O professor e magistrado do TRT da 15º Região, o Dr. Souto Maior, leciona:

“2. Acumulação de adicionais: como o princípio é o da proteção do ser humano, consubstanciado, por exemplo, na diminuição dos riscos inerentes ao trabalho, não há o menor sentido continuar-se dizendo que o pagamento de um adicional “quita” a obrigação quanto ao pagamento de outro adicional.

Se um trabalhador trabalha em condição insalubre, por exemplo, ruído, a obrigação do empregador de pagar o respectivo adicional de insalubridade não se elimina pelo fato de já ter este mesmo empregador pago ao empregado adicional de periculosidade pelo risco de vida que o impôs.

Da mesma forma, o pagamento pelo dano à saúde, por exemplo, perda auditiva, nada tem a ver com o dano provocado, por exemplo, pela radiação.

Em suma, para cada elemento insalubre é devido um adicional, que, por óbvio, acumula-se com o adicional de periculosidade, eventualmente devido. Assim, dispõe, aliás, a Convenção 155, da OIT, ratificada pelo Brasil;”

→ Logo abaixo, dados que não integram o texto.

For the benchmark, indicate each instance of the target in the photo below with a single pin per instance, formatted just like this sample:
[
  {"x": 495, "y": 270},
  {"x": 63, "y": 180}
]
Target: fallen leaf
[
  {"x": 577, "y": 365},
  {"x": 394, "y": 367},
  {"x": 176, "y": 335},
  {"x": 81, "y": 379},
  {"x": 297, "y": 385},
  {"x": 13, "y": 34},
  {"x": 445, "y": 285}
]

Integrando as disposições constitucionalmente garantidoras de condições dignas de trabalho, a Constituição reconhece os tratados e convenções internacionais retificados pelo Brasil (Art. 5º, §§ 2º e 3º, CF).

A acumulação de tais Adicionais está de acordo com o Decreto nº 1.254, de 19/09/1994, que determinou o cumprimento integral da Convenção nº 155 da OIT.

Fecha o pano!

______________/

“Como consequência do acolhimento sistemático de pretensão idêntica em diversas reclamatória, as empresas teriam de arcar com um ônus que não poderiam sequer prever e para o qual não se programaram, até porque inexiste fundamento legal a amparar essa tese.

Adotando-se o entendimento vindicado na exordial, automaticamente, os empregadores ver-se-iam com passível trabalhista considerável, no momento da pior crise econômica em décadas, quiçá desde a década de 1930.

Outra consequência lógica e nefasta da tese autoral é que, se todos os riscos devem ser individualmente compensados com um adicional distinto, os trabalhadores sujeitos a dois, três ou quatro agentes insalubres teriam direito a vários adicionais.

Por conseguinte, na maioria das vezes, os laboristas fariam jus ao pagamento de adicional de insalubridade em valor superior ao seu próprio salário, sem respaldo legal e sem que os empresários pudessem contabilizar esses débitos.

Ad conclusum, a interpretação pretendida pelo autor contraria o ordenamento jurídico e os princípios constitucionais da legalidade e da segurança jurídica e, caso difundida, acarretará sérios prejuízos à saúde financeira das empresas, que não puderam antever um passivo trabalhista de tal monta, ocasionando mais sonegação fiscal, desrespeito aos preceitos juslaborais e, talvez, gerando desemprego e prejudicando o trabalhador cuja proteção é utilizada de subterfúgio ao pleito.”

Este fundamento sentencial me preocupa, no pleno exercício da minha profissão como Advogado. Há duplo grau de jurisdição. Recorri.